A infeliz e lutadora Antígona limitou-se a postular uma sepultura para Polinício, mas, fosse hoje em dia, ela teria que enterrar o irmão nos moldes determinados pelo Conama: “Art. 8: Os corpos sepultados poderão estar envoltos por mantas ou urnas constituídas de materiais biodegradáveis, não sendo recomendado o emprego de plásticos, tintas, vernizes, metais pesados ou qualquer material nocivo ao meio ambiente”. Observem a elegância do artigo. Mesmo em um momento de tragédia, de dor insuportável, o toque politicamente correto se faz presente.

Enfim, diante de tantas questões complexas, o melhor é mudarmos para Biritiba, pois lá morrer é proibido.
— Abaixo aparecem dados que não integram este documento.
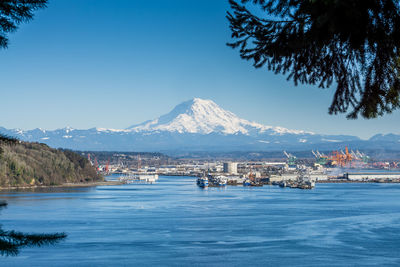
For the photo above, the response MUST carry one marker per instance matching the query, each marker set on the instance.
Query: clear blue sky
(114, 63)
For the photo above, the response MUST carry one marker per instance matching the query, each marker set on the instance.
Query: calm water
(176, 223)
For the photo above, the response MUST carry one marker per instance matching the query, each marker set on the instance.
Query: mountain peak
(204, 116)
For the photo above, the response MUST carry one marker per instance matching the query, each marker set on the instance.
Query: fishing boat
(202, 181)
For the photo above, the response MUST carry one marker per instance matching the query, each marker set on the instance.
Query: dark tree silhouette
(14, 12)
(351, 44)
(12, 241)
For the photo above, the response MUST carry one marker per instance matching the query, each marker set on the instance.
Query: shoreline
(65, 185)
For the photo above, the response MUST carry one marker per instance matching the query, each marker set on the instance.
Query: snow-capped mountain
(204, 117)
(196, 125)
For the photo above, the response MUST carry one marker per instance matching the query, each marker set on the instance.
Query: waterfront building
(230, 167)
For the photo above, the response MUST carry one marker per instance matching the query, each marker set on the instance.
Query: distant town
(288, 171)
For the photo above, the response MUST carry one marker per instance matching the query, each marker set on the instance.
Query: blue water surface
(175, 223)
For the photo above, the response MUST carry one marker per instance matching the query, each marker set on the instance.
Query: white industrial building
(230, 167)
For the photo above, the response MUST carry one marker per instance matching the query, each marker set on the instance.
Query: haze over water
(174, 222)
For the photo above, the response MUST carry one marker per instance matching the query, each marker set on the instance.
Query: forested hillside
(35, 164)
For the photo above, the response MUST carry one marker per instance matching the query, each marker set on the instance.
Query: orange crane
(107, 166)
(341, 158)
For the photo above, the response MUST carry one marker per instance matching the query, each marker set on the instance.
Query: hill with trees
(36, 164)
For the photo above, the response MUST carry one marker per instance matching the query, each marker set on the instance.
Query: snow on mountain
(203, 117)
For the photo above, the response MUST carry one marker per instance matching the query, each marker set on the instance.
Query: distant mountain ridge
(198, 125)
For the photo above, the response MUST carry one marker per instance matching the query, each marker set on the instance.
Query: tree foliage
(34, 164)
(14, 12)
(351, 44)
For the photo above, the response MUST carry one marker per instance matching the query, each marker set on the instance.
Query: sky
(114, 63)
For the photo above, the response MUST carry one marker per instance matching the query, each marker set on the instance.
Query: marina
(174, 221)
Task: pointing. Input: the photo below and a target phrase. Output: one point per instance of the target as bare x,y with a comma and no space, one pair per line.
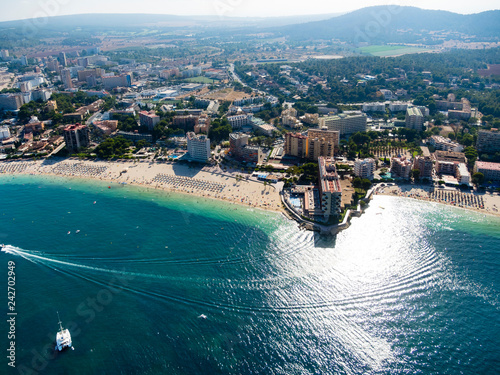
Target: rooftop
488,165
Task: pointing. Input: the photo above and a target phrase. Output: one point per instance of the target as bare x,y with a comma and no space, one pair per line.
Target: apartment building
76,137
414,119
345,125
488,141
364,168
329,187
198,146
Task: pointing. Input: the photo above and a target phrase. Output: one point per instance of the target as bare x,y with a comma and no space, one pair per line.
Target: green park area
384,50
200,80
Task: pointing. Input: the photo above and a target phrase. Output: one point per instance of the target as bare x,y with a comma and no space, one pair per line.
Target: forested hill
397,24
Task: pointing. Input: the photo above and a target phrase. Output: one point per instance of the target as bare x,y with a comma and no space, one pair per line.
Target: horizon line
245,17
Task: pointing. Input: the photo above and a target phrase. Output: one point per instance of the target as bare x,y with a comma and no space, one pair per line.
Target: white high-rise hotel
198,146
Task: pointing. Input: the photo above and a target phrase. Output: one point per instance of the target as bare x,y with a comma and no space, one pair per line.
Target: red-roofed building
491,171
76,137
329,187
149,119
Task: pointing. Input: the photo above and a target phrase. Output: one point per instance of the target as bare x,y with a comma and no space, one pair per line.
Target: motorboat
63,337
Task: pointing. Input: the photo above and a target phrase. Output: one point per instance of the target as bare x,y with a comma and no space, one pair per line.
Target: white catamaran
63,337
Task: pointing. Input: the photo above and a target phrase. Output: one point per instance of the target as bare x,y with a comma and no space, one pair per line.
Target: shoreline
205,182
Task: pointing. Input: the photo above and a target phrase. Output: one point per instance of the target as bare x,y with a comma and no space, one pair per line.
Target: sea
150,282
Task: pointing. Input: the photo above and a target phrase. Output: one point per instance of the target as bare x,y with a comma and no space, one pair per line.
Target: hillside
386,24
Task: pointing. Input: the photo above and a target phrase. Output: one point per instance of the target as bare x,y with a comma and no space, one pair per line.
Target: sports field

Como diria Belchior, o cantor, “ano passado eu morri, mas este ano eu não morro”. Francamente.

(1) Sófocles (496 a 405 a.C.) nasceu em Epidauro e, além de exercer uma brilhante carreira dramática, dedicou parte de sua vida às atividades atléticas, à música, à política, ao militarismo e, por fim, à vida religiosa (foi sacerdote do herói-curador Amino, e, nessa condição, contribuiu para a introdução do culto de Asclépio na Ática).